Dr. Stephen Steinbeiser, resident director of the American Institute for Yemeni Studies in the Yemeni capital ‘Sana’a, agreed that the Yemeni government was likely trying to send a message to Saudi Arabia.
“Official sources in Yemen are looking to discredit all these rebel movements in any way that they can,” he told The Media Line. “But the southern separatist movement claims to be nonviolent, so it certainly strikes me as odd that a Saudi dissident movement which I have never heard of previously would be training with them.”
“There are Gulf countries out there who would be in favor of a separate southern state, but I don’t think there is any concrete public evidence of Saudi or Gulf support of the southern separatists,” Dr. Steinbeiser continued. “There is bad blood between Yemen and the Gulf countries and Saudi Arabia hasn’t historically looked kindly on a strong Yemeni republic, but recently Saudi Arabia has realized that any instability in Yemen will spill over the northern border as it did last year.”
Yemen has been divided into North and South for well over 150 years since a British colony was established in Aden. North Yemen gained independence from the Ottoman Empire in 1918 and South Yemen was established after the British withdrew in 1967.
North and South Yemen competed for over two decades from their respective capitals in ‘San’aa and Aden. Backed by Saudi Arabia and Libya, the North invaded the South in 1972, and the South invaded the North seven years later.
With the fall of the Soviet Union and the prospect of oil profits, the
two regimes witnessed a slow rapprochement in the late 1980’s and,
according to national legend, the two presidents decided to unify while
driving through a tunnel in Aden in 1990.
The northern elite saw an opportunity in the unity deal to gain access
to British colonial villas in Aden and southern oil revenues and trade.
The unity deal soon fell apart and in 1994 the country descended into
civil war.
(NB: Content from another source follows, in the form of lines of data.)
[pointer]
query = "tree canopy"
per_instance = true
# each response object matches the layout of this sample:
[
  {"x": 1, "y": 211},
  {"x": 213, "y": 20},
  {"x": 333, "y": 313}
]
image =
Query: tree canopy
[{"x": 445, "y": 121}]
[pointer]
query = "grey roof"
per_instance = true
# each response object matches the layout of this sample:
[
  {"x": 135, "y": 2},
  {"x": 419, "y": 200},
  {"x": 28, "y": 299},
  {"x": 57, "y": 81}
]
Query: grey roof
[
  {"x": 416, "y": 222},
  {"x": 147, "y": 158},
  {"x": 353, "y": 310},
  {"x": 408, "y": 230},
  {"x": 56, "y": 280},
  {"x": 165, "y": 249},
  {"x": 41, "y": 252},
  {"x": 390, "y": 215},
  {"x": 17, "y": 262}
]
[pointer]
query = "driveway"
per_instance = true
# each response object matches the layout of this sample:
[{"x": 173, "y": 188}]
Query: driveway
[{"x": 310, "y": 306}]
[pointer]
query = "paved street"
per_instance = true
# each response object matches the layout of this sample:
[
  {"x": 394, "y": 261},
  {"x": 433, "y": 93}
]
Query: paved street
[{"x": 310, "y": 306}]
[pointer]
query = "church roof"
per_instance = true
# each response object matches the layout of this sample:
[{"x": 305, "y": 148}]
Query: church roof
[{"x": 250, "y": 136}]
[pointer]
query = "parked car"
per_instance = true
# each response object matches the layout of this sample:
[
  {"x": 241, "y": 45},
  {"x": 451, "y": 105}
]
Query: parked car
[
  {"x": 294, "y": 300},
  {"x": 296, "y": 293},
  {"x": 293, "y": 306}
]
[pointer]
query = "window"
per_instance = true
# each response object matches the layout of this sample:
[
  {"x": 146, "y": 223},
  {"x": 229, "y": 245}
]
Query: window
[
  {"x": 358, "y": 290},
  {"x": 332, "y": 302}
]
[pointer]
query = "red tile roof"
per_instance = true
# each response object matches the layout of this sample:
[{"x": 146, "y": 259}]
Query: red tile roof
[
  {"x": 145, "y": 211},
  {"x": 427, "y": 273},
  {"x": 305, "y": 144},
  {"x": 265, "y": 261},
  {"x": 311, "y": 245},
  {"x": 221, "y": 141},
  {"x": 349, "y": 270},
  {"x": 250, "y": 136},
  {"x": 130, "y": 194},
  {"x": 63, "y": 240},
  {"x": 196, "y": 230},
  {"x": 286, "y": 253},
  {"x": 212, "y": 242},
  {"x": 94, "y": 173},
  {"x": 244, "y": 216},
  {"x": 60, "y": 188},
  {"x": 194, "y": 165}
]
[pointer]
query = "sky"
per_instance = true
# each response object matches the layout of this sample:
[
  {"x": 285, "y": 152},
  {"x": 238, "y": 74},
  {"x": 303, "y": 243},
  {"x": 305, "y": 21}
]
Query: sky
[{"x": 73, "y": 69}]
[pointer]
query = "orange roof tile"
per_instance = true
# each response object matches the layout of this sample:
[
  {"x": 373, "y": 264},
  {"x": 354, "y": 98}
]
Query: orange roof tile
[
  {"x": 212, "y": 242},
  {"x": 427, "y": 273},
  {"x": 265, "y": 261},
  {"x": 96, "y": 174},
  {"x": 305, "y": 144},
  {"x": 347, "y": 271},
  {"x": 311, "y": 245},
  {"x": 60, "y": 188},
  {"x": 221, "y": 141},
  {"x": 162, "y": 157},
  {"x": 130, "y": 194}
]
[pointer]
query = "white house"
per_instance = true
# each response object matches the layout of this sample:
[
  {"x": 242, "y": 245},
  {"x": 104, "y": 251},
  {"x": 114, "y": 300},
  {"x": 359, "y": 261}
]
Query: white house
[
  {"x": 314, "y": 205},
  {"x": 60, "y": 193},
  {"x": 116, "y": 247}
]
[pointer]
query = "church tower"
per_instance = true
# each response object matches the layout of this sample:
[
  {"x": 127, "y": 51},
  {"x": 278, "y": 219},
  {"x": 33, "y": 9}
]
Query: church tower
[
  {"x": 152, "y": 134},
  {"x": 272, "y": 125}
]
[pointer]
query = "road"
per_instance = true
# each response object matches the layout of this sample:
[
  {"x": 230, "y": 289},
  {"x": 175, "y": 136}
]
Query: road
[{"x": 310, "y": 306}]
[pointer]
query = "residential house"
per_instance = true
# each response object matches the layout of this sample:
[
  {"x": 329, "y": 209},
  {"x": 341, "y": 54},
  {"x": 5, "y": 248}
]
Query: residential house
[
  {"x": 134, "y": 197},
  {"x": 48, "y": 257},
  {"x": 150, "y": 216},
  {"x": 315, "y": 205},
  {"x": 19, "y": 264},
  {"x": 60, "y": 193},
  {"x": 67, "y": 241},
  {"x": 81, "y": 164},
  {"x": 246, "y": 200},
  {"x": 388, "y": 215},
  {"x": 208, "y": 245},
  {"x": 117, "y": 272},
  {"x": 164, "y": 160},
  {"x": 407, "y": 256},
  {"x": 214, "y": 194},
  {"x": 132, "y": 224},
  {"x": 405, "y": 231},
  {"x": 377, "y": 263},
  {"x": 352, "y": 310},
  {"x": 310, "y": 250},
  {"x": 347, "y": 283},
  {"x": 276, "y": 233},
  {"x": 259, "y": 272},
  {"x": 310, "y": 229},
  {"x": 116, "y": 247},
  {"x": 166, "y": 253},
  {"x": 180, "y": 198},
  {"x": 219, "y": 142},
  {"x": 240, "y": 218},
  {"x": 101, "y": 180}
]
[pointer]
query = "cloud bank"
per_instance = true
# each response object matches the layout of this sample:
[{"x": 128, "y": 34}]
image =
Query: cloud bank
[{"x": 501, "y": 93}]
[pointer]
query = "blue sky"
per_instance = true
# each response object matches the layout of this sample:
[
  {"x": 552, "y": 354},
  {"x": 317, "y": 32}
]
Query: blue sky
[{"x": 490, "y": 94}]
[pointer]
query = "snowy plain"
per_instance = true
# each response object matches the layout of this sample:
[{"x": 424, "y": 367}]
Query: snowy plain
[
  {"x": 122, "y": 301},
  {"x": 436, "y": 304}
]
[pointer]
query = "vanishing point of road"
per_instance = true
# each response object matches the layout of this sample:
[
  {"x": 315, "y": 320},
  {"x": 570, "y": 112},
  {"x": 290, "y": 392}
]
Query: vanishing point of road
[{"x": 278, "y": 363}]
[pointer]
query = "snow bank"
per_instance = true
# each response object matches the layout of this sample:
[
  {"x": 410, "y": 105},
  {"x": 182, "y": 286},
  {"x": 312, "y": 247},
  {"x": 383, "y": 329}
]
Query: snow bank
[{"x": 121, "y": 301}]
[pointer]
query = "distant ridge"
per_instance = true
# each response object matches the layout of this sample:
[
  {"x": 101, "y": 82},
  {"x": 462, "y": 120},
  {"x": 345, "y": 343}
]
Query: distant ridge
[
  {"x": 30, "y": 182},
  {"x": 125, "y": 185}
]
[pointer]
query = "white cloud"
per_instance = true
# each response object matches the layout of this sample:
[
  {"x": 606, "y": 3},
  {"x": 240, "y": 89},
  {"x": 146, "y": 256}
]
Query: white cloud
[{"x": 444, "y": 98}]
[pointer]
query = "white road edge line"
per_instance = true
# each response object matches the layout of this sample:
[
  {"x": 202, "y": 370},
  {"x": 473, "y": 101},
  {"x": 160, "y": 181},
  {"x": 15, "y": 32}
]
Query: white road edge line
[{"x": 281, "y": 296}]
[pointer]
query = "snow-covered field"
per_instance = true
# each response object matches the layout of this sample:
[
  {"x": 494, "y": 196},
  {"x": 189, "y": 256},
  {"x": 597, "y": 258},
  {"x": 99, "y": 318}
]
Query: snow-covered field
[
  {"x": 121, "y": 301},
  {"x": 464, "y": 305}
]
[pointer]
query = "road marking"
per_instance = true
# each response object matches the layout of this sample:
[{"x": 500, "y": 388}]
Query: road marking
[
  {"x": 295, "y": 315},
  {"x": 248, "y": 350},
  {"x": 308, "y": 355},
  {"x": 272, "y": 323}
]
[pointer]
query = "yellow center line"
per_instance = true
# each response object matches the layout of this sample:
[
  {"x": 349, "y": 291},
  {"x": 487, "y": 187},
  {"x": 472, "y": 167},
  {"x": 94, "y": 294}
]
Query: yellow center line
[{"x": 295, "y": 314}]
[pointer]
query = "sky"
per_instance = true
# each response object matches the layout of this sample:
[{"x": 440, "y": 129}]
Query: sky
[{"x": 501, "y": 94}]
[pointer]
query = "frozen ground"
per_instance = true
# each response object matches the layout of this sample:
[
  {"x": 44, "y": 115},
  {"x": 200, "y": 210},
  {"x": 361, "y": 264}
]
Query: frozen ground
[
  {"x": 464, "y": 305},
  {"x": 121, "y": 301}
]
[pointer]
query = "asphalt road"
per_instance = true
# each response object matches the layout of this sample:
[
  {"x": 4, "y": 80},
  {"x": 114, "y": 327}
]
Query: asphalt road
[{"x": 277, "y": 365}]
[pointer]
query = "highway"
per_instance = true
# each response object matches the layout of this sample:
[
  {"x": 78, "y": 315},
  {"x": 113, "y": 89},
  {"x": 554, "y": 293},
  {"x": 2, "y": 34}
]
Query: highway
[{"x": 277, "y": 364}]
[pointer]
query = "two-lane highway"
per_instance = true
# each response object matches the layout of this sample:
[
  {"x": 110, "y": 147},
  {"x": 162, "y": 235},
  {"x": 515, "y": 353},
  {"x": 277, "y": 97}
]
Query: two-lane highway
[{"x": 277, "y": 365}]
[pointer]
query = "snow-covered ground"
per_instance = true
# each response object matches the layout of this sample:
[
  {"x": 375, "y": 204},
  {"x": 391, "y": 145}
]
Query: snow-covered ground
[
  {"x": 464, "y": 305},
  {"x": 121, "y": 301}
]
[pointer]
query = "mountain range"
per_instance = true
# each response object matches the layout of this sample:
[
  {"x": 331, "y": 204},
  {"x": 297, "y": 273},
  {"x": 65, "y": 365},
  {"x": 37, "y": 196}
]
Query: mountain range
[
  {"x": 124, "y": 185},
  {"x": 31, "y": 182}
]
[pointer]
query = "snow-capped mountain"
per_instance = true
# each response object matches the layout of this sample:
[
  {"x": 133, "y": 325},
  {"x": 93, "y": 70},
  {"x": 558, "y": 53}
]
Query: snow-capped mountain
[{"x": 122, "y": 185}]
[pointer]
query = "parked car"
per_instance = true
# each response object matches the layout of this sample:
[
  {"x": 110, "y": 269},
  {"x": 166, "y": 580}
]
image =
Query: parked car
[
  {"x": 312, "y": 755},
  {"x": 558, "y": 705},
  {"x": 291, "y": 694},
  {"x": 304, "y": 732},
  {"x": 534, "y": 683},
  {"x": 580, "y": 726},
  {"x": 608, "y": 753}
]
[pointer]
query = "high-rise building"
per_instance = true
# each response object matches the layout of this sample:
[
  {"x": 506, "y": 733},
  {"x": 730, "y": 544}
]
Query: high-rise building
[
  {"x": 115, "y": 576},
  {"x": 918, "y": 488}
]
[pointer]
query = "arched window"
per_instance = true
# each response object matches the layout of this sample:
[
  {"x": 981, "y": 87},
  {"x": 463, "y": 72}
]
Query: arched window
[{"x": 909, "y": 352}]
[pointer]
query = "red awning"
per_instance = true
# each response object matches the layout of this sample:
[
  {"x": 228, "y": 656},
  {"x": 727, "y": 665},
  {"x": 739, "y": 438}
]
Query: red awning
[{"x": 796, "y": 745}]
President Salah’s army crushed the socialist south and its
leaders went into exile.
Northerners have dominated the government and the economy since the
civil war, leading to resentment and claims of marginalization by
The movement calling for Southern independence has grown rapidly over
the past couple years. In response, government ‘unity guards’ have shut
down a number of opposition newspapers, killed a number of movement
leaders and arrested hundreds of separatist activists.